Ils ont également l’obligation de tenir copie de factures et/ou de registres comptables sous-jacents identifiant les fournitures aux assujettis locaux et indiquant, le cas échéant, toutes les informations permettant l’identification fiscale des assujettis locaux, la nature des prestations et le calcul relatif à la TVA collectée sur les opérations réalisées au Sénégal. De plus, sur demande de l’Administration, ils sont appelés à transmettre copie des conventions et contrats passées avec les assujettis locaux. Pour ce faire, ils sont tenus de les conserver par les moyens à leur disposition. 

Sans préjudice des obligations déclaratives en vigueur au Sénégal et sauf demande expresse de l’administration fiscale, ils sont dispensés de produire systématiquement la liste de leurs clients situés au Sénégal. 

  1. La persistance de points de non-conformité légale 

  1. Sur l’échéance de la déclaration 

Comme évoqué au point 1) supra, l’ancien arrêté, prévoyait une déclaration mensuelle alors que l’item 4 de l’article 363 prévoit une déclaration trimestrielle au plus tard le quinze (15) des mois de janvier, avril, juillet et octobre.  

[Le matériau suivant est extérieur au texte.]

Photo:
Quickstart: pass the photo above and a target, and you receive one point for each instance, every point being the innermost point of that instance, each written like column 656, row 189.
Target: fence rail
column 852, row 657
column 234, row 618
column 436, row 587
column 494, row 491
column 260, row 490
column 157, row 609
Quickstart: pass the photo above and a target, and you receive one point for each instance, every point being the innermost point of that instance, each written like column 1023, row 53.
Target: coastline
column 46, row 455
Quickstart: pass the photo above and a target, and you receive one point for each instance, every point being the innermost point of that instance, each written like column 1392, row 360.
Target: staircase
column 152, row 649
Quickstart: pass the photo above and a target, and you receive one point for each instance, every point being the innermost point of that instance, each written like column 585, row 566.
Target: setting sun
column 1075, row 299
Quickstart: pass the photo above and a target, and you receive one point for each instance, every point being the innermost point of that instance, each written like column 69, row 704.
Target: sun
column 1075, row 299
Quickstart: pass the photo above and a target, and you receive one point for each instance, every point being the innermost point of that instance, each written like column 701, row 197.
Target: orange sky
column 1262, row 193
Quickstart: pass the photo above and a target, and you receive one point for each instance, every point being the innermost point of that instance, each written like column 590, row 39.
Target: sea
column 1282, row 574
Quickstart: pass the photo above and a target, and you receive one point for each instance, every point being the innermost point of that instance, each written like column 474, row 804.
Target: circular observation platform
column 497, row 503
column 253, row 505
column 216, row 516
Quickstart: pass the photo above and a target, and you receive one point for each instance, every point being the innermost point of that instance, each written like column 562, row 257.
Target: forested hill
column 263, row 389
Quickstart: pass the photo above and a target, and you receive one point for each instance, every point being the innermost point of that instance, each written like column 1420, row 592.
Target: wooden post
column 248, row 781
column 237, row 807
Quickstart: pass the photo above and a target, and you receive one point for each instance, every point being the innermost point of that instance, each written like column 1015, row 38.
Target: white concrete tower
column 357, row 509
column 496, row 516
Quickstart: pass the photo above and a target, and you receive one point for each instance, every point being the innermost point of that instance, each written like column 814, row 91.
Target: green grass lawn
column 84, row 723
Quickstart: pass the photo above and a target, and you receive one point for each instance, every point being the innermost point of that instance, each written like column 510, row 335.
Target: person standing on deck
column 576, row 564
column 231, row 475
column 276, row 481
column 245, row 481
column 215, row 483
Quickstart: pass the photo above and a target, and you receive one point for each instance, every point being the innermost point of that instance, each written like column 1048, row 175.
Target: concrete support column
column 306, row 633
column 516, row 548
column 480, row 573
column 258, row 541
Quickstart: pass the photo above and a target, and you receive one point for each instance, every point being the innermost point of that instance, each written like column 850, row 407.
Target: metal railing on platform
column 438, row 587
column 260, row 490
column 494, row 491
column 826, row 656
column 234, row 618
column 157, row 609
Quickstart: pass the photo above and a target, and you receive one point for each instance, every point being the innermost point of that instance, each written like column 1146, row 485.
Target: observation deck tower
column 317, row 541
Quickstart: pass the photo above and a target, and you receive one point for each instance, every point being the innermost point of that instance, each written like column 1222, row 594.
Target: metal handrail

Mais, curieusement, le nouvel arrêté dispose, en son article 6, que la déclaration de la TVA est faite par les fournisseurs en ligne non-résidents et les opérateurs de plateformes numériques à travers l’interface de télé déclaration dans les vingt (20) premiers jours suivant chaque trimestre. Cette disposition n’est pas très claire et n’est pas non plus en conformité avec les dispositions de l’article 363 susvisé. En effet, en voulant s’aligner aux dispositions légales qui prévoient un délai de 15 jours suivant chaque trimestre, le nouvel arrêté consacre une échéance trimestrielle mais, fixe un délai de 20 jours créant ainsi une confusion du fait de la violation des prescriptions légales.  

Il aurait été, à notre avis, plus judicieux de reprendre le texte de l’article 363 du CGI ou plus simplement de renvoyer aux dispositions dudit article. 

  1. Sur la détermination de la base imposable 

En tenant compte de la facturation en devise étrangère, le nouvel arrêté introduit un second alinéa en son article 3. Cet alinéa dispose que « les fournisseurs en ligne non-résident et les plateformes numériques étrangères sont tenus, pour la détermination de la base imposable bimensuelle, de convertir la valeur de leur vente […] ».  Étant donné que la période de déclaration est trimestrielle, une assiette déterminée sur une base bimensuelle est d’une non-conformité notoire.